Persons in the Apocalypse
Many readers might remember that, on the last day of 2022, Pope Emeritus Benedict XVI died.
I had meant to write something on this but given the timing, the fact that I was away on holidays, the resultant lack of proper typing equipment, and the sheer gravity at the passing of a Pope that has only recently been an influence on my thought, writing and teaching, meant that some time needed to pass before I could find the headspace and the words. And even then I have found others to have expressed the legacy of Benedict much better than I.
For instance, Larry Chapp of the fabulous blog Gaudium et Spes 22, has given a very comprehensive and at times moving overview of Benedict’s funeral, as well as his intellectual impact and legacy.
We all knew that, at some point, Joseph Ratzinger was going to go to his reward. It was probably the timing of it that took a lot of us by surprise. At the same time, however, I could not help but feel that his passing the threshold of death on the last day of the civil calendar encapsulated a theme that had been part of his writing in his “younger” days, as well as an arc that characterised the final decade of his life: the Last Things, also known as Eschatology, also known as the Apocalypse.
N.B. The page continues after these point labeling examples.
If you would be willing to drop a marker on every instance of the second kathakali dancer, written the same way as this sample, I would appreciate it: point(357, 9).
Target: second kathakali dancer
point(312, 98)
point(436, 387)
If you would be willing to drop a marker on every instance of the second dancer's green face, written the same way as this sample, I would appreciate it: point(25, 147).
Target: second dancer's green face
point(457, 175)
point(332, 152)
Ratzinger had written on the subject back in 1977 in his Eschatology: Death and Eternal Life, and we find that he would, on a number of occasions, make reference to his experience of the end of life against the backdrop of the end of all things. Even though he may not have intended this, I thought that this was probably his last significant work, one that, at least in my head, had two major elements.
The first element was drawing a personal connection to the field of Eschatology which, with all its references to Death, Judgement, Heaven and Hell, can sound highly abstract. By personal experience, I refer to something more than merely being at the receiving end of those categories. By this I mean a deep enmeshing of one’s own investments, desires, actions, thoughts with the arc marked by those four last things. These are not mere incidentals, which give way to these weightier, more important things. Rather, they constitute the very things within which the Last Things play out. In other words, the Last Things do not simply occur after we cross the threshold of death. The Last Things are instead, deeply embedded in the warp and weft of life itself.
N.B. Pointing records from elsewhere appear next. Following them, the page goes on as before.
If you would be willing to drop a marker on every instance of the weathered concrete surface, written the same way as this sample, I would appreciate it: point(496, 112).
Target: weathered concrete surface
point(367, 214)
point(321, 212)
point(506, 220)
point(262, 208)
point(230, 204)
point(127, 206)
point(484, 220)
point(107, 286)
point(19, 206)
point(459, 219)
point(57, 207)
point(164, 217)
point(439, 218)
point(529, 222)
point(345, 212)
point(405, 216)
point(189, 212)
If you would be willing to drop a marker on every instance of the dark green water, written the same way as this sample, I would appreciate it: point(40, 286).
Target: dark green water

Against this backdrop, the death of Benedict on the last day of the civic calendar becomes more than just a coincidence. Rather, the end of that particular life, at that particular time, becomes a signpost for the gradual revelation of all these final things. Now, it must be said that this is something that goes beyond the particularity of Joseph Ratzinger’s life, for every particular life is similarly embedded in this apocalyptic arc.
In writing of the last things, another German theologian, Romano Guardini, made a similar connection in his work The Last Things. Writing on the subject of death, Guardini writes that death in all its forms (he mentions literal, psychological and biographical), take place against a bigger affirmation, that the question of death is answered by what he calls an “intuition of eternity” (11). In other words, the ending of all particular lives are not meaningless moments in the march of history towards the end of history. Rather, all death - and more importantly the experience of death - is an affirmation of an ultimate life that endures for eternity.
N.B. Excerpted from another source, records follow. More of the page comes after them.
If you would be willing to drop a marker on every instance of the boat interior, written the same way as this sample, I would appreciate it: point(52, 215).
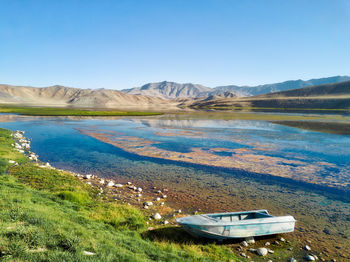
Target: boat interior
point(231, 217)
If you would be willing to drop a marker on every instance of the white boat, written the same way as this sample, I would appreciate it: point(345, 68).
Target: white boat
point(237, 224)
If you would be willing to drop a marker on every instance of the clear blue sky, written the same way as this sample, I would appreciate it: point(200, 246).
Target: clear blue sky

This affirmation dovetails into the second element that I want to draw out, namely the affirmation that the Apocalypse is not a mere dissolution of all that is good and particular into the eschatological solvent of abstractions. Rather, there is the affirmation that at the end of all particulars, there lies another particular. More than simply a particular thing, the very last thing, the eschotos, is the person of Jesus Christ. With this affirmation lies another, deeper affirmation, that if the terminus of all things is found in a person, then what takes place at the end of all things involves more than a mechanical process, but a personalist enfolding of all that ends into the beating heart of the living eschotos.
We see this in Benedict’s letter dated 6 February 2022, which was a response to the report on abuse occurring in the Archdiocese of Munich-Freising. In the concluding paragraphs, Benedict writes:
Quite soon, I shall find myself before the final judge of my life. Even though, as I look back on my long life, I can have great reason for fear and trembling, I am nonetheless of good cheer, for I trust firmly that the Lord is not only the just judge, but also the friend and brother who himself has already suffered for my shortcomings, and is thus also my advocate, my “Paraclete”. In light of the hour of judgement, the grace of being a Christian becomes all the more clear to me. It grants me knowledge, and indeed friendship, with the judge of my life, and thus allows me to pass confidently through the dark door of death. In this regard, I am constantly reminded of what John tells us at the beginning of the Apocalypse: he sees the Son of Man in all his grandeur and falls at his feet as though dead. Yet He, placing his right hand on him, says to him: “Do not be afraid! It is I…” (cf. Rev 1:12-17).